I think if there is one profession that truly sees the transition from complaining to desperate begging, it is probably hospital nurses, and particularly those that work in Emergency and Intensive Care units. Perhaps even more specifically, those who work with children in those areas. Again, the patients are not usually the ones with the complaints… it comes from their parents. When things are just bad, there is plenty of complaining and threats to transfer to another hospital. As things get worse though, and options become scarce, the complaining stops and the begging, pleading, and bargaining process of grief begins. It is no longer just irritation, it is true desperation.

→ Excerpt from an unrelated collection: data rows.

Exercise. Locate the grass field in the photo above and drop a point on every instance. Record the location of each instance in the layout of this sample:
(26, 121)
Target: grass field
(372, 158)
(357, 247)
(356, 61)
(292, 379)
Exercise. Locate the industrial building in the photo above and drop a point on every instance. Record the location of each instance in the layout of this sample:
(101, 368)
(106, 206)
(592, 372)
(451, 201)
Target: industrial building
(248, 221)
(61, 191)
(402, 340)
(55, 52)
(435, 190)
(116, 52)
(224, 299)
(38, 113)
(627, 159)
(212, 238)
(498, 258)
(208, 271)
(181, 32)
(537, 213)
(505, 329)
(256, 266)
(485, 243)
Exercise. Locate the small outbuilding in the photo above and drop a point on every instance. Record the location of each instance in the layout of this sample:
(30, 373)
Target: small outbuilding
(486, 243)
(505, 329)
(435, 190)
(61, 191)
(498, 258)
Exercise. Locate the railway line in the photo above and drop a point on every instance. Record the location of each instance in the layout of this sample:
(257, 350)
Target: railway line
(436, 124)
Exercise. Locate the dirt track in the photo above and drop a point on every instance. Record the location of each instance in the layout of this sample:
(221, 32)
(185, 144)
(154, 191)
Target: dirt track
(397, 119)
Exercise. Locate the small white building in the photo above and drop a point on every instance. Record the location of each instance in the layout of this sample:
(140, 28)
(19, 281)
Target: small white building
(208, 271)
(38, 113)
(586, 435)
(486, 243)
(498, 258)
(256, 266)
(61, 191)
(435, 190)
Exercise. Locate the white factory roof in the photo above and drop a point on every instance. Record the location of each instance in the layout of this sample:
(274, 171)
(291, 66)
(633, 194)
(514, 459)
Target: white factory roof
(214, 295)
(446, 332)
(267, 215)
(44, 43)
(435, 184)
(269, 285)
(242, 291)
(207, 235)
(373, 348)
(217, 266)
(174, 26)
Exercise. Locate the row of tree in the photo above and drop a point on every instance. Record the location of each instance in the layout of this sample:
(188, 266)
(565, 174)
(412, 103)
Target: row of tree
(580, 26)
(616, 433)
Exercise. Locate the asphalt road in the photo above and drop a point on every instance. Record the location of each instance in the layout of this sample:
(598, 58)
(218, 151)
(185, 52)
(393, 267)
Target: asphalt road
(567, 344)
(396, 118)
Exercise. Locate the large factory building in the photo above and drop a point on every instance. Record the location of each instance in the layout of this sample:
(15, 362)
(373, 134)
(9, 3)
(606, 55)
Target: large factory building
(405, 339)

I think the Hebrew people were on their way out of complaints and heading toward true desperation, where the were about to have their needs miraculously met by God. Yet, in their irritation over their present predicament, they found the strength to vent their doubts, putting to rest any questions about what was going on in their hearts. They were living agnostic lives, looking to Moses to solve their problems instead of going to God, whom they feared and may not have entirely believed in. He was too mysterious. Moses was an easier target.

Underneath the parable Jesus taught about the servants in the marketplace is a message about doubt as well. The main lesson we should take may well be that we should be grateful for whatever blessings we are given. However, those who complain still have enough to survive. They have not reached desperation yet. If they had, they would not have been complaining, from a place of power, but begging, from a place of poverty. Their complaints show their doubts in the goodness and justice of God.

Do you complain to God? Do you show your doubts openly to Him and others? Or do you hide them away until things get terribly desperate and you have no way out? I think God is patient and kind to us, even in the midst of our doubts, but I think he prefers us to put away our pretenses and be honest about what they are. “Lord, help my unbelief!” is not a complaint, but a desperate cry for help, in the midst of such doubt… and it is a prayer I believe God honors. It seeks faith and wholeness, not just an opportunity to vent, when in truth we are not willing to do what is necessary to be made well. If we are given what we are promised, it is only the sin of jealousy that leads us to complain about the blessings of others. Complaining may not be a sin, but it will not get us what we want with God.

What do you notice others complaining about the most?

What do you think you complain about the most?

When have you reached true desperation?

How did that experience change your attitude?

What kind of attitude do you need today?